The clouds descend onto a village and engulf it for a day. They touch the roof tiles, the beds, the chairs, the carpets, the grass, and the bodies, infecting everything with the fever of white stupor.
EN
“The mountains possess an undeniable allure. Although the fence of my house is next to the barracks and we constantly hear the shooting practice for the invisible war, the beauty around the mountains; the lotuses, the hens, the cows, and the bamboo groves, makes it impossible to leave this place.

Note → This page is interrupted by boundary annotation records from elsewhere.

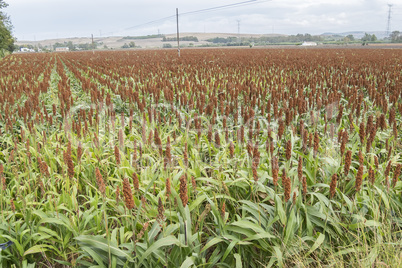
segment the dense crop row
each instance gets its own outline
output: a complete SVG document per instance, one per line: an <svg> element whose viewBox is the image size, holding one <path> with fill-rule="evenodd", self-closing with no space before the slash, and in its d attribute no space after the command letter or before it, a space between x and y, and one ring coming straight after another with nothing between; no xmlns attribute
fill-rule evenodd
<svg viewBox="0 0 402 268"><path fill-rule="evenodd" d="M0 62L3 265L401 265L402 51Z"/></svg>

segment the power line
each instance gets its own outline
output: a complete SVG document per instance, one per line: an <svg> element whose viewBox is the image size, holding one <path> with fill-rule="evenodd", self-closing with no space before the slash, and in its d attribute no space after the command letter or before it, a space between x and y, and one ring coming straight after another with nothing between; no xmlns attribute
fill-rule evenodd
<svg viewBox="0 0 402 268"><path fill-rule="evenodd" d="M199 9L199 10L188 11L188 12L180 13L179 15L180 16L194 15L194 14L199 14L199 13L211 12L211 11L215 11L215 10L222 10L222 9L235 8L235 7L240 7L240 6L248 6L248 5L260 4L260 3L264 3L264 2L270 2L270 1L272 1L272 0L261 0L261 1L260 0L248 0L248 1L242 1L242 2L233 3L233 4L227 4L227 5L223 5L223 6L217 6L217 7L210 7L210 8L204 8L204 9ZM146 23L141 23L141 24L138 24L138 25L135 25L135 26L132 26L132 27L128 27L128 28L125 28L124 30L121 30L121 31L127 31L127 30L136 29L136 28L142 28L144 26L164 22L166 20L173 19L175 17L176 17L176 15L167 16L167 17L164 17L164 18L160 18L160 19L148 21Z"/></svg>
<svg viewBox="0 0 402 268"><path fill-rule="evenodd" d="M390 29L390 24L391 24L391 9L392 9L392 4L388 4L388 22L387 22L387 36L389 36L389 29Z"/></svg>

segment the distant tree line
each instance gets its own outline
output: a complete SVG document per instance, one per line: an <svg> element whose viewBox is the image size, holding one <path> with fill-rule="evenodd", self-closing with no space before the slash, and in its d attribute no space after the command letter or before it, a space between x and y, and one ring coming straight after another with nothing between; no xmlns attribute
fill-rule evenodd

Toongha village in Mae Ram district has been my home for the past eight years. I’ve learned that in its tranquility lay a hidden rage. The village is one of several areas in the country that are plagued with land management issues. It is a battleground between the people and the state. For the past sixty years, the villagers have petitioned for the ownership of the land in which their families had settled for generations. Years ago, barbed fences were erected to resist the army’s threatening evictions. During the heated confrontations, dozens of soldiers’ houses in the area were burned down. The flame rages on in the memory. Now it remains a quiet inferno.
Vapour Song is a collaboration between the people who live here, the architectures, the animals, the young filmmakers of Chiang Mai, and I. We together make a film that is a cross between a murder mystery and a romance, or it could be a peculiar poem of the rainy season.
June is the time when the village is attacked by a swarm of mosquitoes rising from the swamps. The authority has a mosquito spray service all year round. The staff carrying a portable machine roams the village and engulfs it with the white clouds of insecticide. Not only does it kill the mosquitoes, ants and other insects, the fog creates a vista of heaven relocated onto earth. The clouds touch the roof tiles, the beds, the chairs, the carpets, the grass, and our bodies, as if everything is submerged in a world of dreams. Or is it a world of cheap horror movies?”
Apichatpong Weerasethakul1
- 1Apichatpong Weerasethakul, “Filmmaker’s Statement,” Kick the Machine.